Florida sets rules for denying transgender Medicaid coverage

Florida Surgeon General Dr. Joseph Ladapo gestures as speaks to supporters and members of the media before a bill signing by Gov.  Ron DeSantis, Nov. 18, 2021, in Brandon, Fla.  Florida health officials have new policies that restrict gender dysphoria treatments for transgender people.

Florida Surgeon General Dr. Joseph Ladapo gestures as speaks to supporters and members of the media before a bill signing by Gov. Ron DeSantis, Nov. 18, 2021, in Brandon, Fla. Florida health officials have new policies that restrict gender dysphoria treatments for transgender people.

PA

Govt. Ron DeSantis’ administration moved forward Friday with a proposal that would deny Medicaid coverage for treatments such as puberty-blocking medication and hormone therapy for transgender people.

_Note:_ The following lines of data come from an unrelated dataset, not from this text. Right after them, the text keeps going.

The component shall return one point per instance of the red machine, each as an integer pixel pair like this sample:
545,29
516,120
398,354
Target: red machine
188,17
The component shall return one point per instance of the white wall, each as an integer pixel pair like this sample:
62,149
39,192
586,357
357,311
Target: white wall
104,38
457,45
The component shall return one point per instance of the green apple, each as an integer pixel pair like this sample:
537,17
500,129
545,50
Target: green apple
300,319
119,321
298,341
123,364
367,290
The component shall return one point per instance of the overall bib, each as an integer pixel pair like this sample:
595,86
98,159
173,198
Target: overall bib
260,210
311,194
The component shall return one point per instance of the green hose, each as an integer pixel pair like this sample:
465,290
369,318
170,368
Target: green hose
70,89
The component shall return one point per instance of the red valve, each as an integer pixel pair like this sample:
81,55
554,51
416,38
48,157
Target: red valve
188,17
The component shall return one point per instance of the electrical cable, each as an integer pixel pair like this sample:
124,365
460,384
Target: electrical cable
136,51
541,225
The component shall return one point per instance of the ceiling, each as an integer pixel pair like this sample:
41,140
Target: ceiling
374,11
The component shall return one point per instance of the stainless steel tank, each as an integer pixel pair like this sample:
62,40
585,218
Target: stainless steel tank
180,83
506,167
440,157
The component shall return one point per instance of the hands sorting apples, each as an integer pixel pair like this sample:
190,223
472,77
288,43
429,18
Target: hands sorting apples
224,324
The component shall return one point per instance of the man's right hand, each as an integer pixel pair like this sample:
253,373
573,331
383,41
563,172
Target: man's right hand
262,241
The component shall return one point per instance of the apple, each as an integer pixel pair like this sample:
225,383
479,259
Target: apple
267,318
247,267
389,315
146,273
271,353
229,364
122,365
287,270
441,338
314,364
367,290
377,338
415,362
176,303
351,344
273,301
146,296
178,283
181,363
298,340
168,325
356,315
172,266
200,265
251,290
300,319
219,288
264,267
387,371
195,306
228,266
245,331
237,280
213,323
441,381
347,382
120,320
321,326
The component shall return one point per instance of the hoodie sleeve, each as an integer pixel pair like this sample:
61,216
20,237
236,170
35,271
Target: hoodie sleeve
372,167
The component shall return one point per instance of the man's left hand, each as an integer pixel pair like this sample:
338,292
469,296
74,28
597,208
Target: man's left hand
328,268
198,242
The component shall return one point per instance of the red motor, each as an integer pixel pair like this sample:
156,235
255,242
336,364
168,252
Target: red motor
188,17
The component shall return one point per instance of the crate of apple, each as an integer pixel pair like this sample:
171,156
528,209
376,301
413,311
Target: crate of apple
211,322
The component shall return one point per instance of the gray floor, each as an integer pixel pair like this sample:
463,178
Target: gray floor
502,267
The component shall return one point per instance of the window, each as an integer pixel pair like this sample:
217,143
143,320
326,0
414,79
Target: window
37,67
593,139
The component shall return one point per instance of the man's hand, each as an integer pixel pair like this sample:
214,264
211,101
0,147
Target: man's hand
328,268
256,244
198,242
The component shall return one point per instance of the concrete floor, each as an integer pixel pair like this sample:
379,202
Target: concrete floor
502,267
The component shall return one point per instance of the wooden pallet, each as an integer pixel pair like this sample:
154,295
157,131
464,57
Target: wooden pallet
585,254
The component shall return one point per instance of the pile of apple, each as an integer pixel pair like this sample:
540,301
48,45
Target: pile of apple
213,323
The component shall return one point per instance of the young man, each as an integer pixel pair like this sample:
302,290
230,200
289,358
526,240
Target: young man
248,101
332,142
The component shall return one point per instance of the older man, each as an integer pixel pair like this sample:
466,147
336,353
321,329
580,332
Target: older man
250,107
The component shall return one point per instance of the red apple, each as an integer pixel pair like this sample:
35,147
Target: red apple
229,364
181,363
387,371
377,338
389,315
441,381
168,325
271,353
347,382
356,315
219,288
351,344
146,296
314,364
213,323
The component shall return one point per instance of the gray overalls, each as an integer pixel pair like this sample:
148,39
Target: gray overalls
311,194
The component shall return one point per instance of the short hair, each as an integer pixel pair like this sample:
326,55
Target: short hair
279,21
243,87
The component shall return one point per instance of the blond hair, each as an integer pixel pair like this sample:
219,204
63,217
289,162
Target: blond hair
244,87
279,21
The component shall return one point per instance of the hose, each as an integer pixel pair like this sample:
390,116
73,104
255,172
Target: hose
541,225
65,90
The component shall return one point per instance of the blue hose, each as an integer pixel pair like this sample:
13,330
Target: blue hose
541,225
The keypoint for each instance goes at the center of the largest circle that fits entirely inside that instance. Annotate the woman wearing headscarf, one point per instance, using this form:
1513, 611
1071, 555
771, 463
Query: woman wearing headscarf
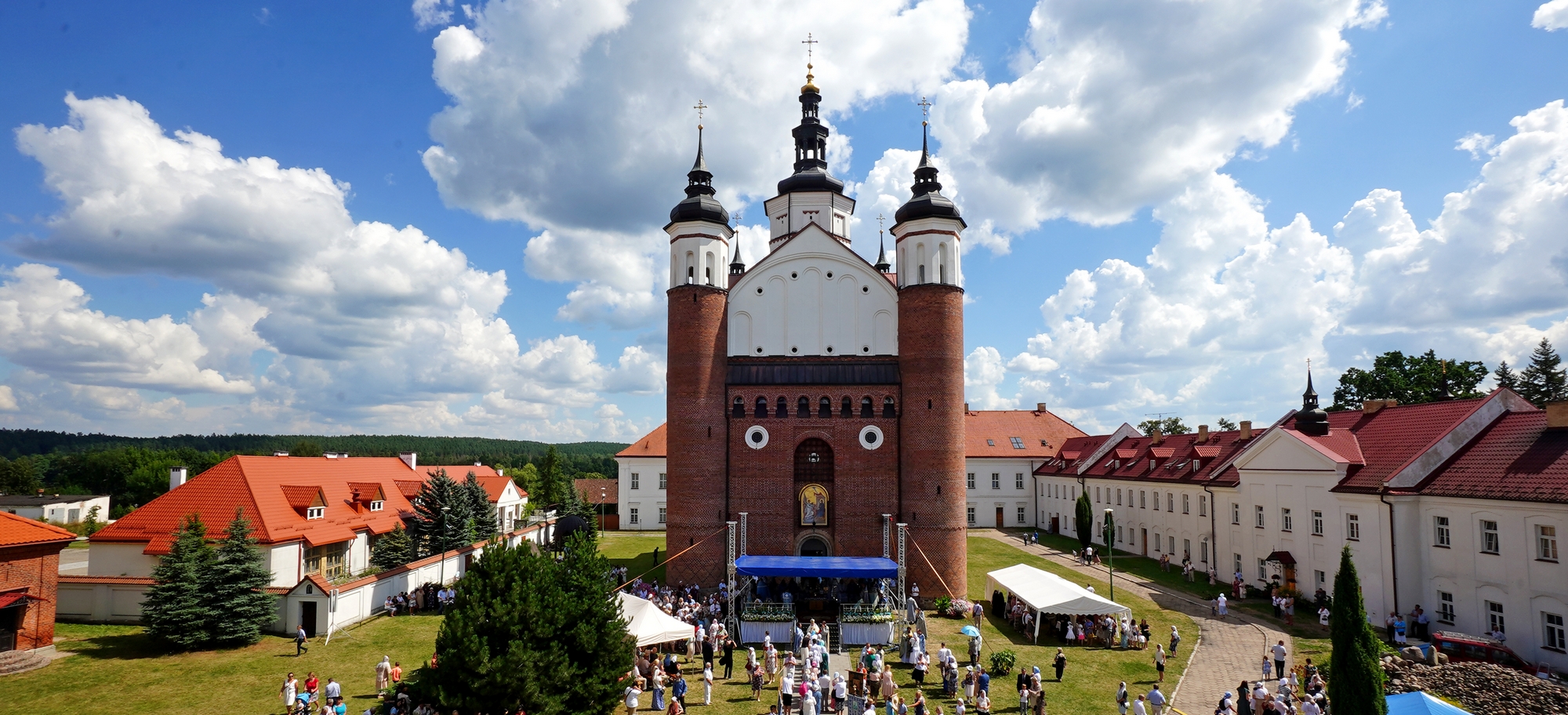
385, 673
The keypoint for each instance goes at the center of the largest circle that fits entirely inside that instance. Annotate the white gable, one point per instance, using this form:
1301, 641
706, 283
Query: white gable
813, 297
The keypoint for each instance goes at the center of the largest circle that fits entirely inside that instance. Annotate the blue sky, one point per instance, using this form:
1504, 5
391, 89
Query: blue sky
462, 230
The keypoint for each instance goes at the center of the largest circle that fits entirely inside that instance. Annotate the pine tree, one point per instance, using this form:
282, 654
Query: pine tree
1506, 377
393, 551
481, 509
1356, 684
441, 512
1545, 380
175, 611
236, 589
1084, 523
518, 612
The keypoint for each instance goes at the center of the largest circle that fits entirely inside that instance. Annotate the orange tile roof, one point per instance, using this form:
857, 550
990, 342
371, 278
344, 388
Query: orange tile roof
1042, 434
20, 531
270, 492
652, 445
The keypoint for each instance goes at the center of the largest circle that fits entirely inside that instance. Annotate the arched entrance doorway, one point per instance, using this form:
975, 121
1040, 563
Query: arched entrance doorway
815, 546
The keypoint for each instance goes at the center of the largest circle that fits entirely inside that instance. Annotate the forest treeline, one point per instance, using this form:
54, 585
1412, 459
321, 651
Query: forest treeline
132, 471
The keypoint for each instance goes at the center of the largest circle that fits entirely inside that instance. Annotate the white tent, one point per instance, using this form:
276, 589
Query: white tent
650, 625
1050, 593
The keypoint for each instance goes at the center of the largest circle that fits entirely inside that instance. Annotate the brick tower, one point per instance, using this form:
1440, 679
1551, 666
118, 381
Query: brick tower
695, 397
932, 366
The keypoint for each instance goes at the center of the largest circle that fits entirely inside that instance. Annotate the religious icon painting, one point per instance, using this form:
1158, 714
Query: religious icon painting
815, 506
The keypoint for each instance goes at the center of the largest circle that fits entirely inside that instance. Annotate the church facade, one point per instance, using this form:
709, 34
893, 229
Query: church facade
816, 391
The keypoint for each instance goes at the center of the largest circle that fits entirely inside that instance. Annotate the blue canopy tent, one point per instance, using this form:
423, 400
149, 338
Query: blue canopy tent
819, 567
1420, 703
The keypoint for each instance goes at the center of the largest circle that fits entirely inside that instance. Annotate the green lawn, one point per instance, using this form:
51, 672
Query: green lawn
115, 672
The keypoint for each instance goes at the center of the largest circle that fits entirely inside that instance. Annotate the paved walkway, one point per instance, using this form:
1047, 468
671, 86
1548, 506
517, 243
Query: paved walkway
1222, 656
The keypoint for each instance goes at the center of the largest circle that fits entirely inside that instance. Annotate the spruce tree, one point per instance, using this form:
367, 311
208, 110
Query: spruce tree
481, 509
518, 612
393, 551
1506, 377
236, 589
1545, 380
1356, 677
1084, 520
175, 611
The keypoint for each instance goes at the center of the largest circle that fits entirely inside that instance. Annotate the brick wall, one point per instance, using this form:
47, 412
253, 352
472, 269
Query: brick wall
932, 434
34, 570
697, 435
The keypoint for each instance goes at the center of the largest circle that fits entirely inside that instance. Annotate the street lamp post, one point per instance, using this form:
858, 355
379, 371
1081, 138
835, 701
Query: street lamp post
1111, 551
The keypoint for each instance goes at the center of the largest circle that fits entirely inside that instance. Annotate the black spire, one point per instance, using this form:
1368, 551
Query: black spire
1312, 419
700, 203
927, 200
811, 147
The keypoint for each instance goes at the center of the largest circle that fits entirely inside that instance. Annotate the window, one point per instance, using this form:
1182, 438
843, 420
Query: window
1495, 617
1490, 542
1545, 543
1446, 608
1555, 631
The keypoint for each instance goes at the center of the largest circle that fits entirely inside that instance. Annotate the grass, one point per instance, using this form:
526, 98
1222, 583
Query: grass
115, 670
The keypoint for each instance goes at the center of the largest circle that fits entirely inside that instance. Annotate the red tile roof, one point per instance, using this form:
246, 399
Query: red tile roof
992, 432
20, 531
652, 445
272, 492
1515, 459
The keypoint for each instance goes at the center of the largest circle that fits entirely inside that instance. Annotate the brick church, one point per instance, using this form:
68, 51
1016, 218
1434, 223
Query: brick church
816, 391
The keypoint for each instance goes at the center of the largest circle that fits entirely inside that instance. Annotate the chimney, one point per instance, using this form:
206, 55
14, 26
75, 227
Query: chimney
1558, 416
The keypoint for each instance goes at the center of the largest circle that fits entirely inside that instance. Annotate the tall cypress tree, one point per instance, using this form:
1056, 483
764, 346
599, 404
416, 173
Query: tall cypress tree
1356, 684
1545, 380
236, 589
175, 612
518, 612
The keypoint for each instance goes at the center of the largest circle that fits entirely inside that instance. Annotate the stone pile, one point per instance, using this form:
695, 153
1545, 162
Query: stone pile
1483, 689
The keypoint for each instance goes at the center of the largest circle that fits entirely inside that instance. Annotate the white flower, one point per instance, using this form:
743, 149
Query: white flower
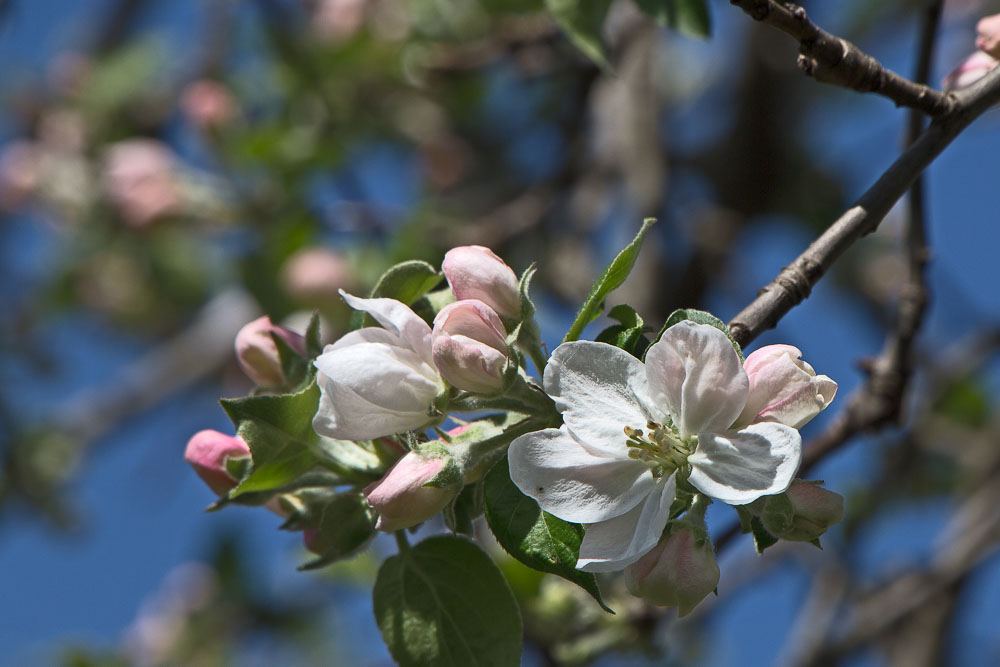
377, 381
631, 429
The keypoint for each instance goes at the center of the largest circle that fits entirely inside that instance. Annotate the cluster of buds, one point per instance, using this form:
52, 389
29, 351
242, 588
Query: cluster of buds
982, 61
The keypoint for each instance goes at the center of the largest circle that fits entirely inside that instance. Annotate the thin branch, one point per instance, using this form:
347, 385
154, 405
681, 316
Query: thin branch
796, 280
831, 59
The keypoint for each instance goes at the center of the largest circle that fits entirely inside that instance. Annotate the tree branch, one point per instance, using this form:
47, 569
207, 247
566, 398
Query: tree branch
831, 59
796, 280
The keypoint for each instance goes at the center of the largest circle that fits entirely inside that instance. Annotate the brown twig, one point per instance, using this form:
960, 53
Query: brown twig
831, 59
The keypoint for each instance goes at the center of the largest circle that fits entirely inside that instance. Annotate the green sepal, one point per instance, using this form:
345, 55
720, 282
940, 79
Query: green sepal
610, 279
535, 538
583, 22
444, 603
629, 334
699, 317
344, 523
690, 17
762, 539
407, 282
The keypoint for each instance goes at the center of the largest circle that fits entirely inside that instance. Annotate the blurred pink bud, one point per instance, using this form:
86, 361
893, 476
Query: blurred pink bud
971, 70
814, 509
207, 103
400, 497
469, 346
207, 452
337, 20
315, 276
258, 353
988, 35
20, 165
139, 179
783, 388
678, 572
475, 272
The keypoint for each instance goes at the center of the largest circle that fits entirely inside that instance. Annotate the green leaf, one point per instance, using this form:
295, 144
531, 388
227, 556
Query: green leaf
690, 17
444, 603
406, 282
583, 20
762, 539
284, 447
533, 537
610, 279
343, 523
699, 317
629, 335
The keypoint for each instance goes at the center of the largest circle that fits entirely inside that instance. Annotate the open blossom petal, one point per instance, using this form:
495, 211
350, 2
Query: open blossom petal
617, 543
599, 389
738, 467
696, 375
572, 483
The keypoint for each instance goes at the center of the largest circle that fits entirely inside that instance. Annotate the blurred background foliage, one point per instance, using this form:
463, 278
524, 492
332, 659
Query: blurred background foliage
170, 170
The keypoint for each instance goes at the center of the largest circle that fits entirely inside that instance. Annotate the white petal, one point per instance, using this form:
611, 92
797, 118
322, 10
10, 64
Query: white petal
695, 374
345, 415
393, 378
617, 543
738, 467
572, 483
396, 317
599, 389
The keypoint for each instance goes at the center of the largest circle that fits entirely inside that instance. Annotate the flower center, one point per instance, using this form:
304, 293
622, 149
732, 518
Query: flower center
660, 447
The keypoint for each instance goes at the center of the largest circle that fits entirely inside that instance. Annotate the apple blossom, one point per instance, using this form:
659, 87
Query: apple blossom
403, 498
469, 346
803, 512
377, 381
783, 388
988, 35
257, 351
680, 571
631, 430
207, 451
475, 272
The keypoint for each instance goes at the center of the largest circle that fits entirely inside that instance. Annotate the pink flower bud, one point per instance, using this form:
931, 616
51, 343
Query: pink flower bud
207, 452
678, 572
783, 388
258, 354
315, 276
400, 497
973, 68
475, 272
139, 179
208, 103
469, 346
813, 510
988, 35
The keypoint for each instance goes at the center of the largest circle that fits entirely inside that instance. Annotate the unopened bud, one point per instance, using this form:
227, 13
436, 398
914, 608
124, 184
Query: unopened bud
469, 346
402, 498
475, 272
207, 452
783, 388
803, 512
258, 353
972, 69
679, 572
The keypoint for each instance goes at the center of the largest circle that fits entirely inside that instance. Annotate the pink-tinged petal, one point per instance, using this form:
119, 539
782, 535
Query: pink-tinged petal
695, 375
397, 318
614, 544
344, 414
573, 484
738, 467
599, 389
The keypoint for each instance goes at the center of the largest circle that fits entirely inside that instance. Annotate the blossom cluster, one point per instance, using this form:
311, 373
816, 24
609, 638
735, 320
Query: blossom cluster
632, 447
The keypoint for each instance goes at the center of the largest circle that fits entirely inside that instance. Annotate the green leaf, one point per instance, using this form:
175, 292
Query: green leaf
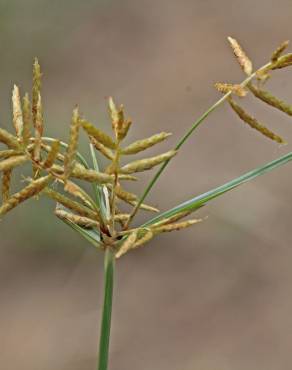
200, 200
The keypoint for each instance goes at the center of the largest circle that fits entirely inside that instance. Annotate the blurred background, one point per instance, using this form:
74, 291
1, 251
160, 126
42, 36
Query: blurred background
214, 297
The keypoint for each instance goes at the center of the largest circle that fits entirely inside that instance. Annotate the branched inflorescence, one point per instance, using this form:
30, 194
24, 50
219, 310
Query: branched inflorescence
56, 166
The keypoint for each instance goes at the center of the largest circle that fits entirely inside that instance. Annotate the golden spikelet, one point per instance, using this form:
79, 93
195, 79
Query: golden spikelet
144, 239
254, 123
9, 153
36, 88
241, 56
26, 119
102, 148
140, 145
34, 188
72, 146
99, 135
12, 162
148, 163
39, 128
128, 244
70, 204
52, 154
280, 49
17, 112
234, 88
175, 227
6, 180
270, 99
78, 192
76, 219
9, 140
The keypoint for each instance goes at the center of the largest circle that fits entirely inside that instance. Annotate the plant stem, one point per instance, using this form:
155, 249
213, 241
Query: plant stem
109, 266
184, 139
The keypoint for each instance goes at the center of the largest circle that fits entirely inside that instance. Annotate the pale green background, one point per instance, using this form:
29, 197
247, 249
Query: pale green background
215, 297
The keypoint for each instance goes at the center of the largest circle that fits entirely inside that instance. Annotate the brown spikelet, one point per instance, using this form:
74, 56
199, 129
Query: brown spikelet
175, 227
282, 62
12, 162
78, 192
34, 188
241, 56
128, 244
144, 239
17, 112
148, 163
26, 119
39, 128
270, 99
140, 145
72, 146
82, 173
70, 204
53, 154
254, 123
98, 134
280, 49
9, 153
36, 88
8, 139
234, 88
102, 149
6, 179
76, 219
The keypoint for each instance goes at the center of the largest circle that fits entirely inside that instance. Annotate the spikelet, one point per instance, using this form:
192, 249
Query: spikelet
78, 192
39, 128
8, 139
280, 49
12, 162
82, 173
175, 227
148, 163
234, 88
72, 146
252, 122
36, 88
282, 62
98, 134
241, 57
78, 220
17, 112
102, 149
52, 154
70, 204
128, 244
9, 153
6, 179
34, 188
144, 239
270, 99
26, 120
140, 145
119, 124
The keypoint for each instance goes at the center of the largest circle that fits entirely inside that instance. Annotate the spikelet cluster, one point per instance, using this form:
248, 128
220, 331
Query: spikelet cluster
277, 61
56, 166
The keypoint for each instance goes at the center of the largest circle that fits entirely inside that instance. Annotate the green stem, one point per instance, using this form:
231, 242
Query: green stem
184, 139
109, 266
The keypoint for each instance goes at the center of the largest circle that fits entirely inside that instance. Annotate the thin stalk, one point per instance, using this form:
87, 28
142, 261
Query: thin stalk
109, 266
184, 139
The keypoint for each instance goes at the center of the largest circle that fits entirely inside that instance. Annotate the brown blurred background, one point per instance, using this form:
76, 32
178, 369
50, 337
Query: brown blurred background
215, 297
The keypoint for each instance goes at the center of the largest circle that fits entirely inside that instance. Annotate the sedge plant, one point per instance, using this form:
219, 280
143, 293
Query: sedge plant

The state Agency for Health Care Administration, which runs most of the Medicaid program, published a proposed rule and set a July 8 hearing on the issue. National and state legal and LGBTQ-advocacy groups have vowed to fight the proposal.

The issue centers on treatment for gender dysphoria, which the federal government defines as clinically “significant distress that a person may feel when sex or gender assigned at birth is not the same as their identity.”

Under the proposed rule, the Medicaid program would not cover puberty-blocking medication, hormones and hormone “antagonists,” sex-reassignment surgeries and any “other procedures that alter primary or secondary sexual characteristics.”

The proposal, published Friday in the Florida Administrative Register, also would establish that such treatments don’t meet a definition of “medical necessity.” That is important because, by law, services provided in the Medicaid program must be deemed medically necessary.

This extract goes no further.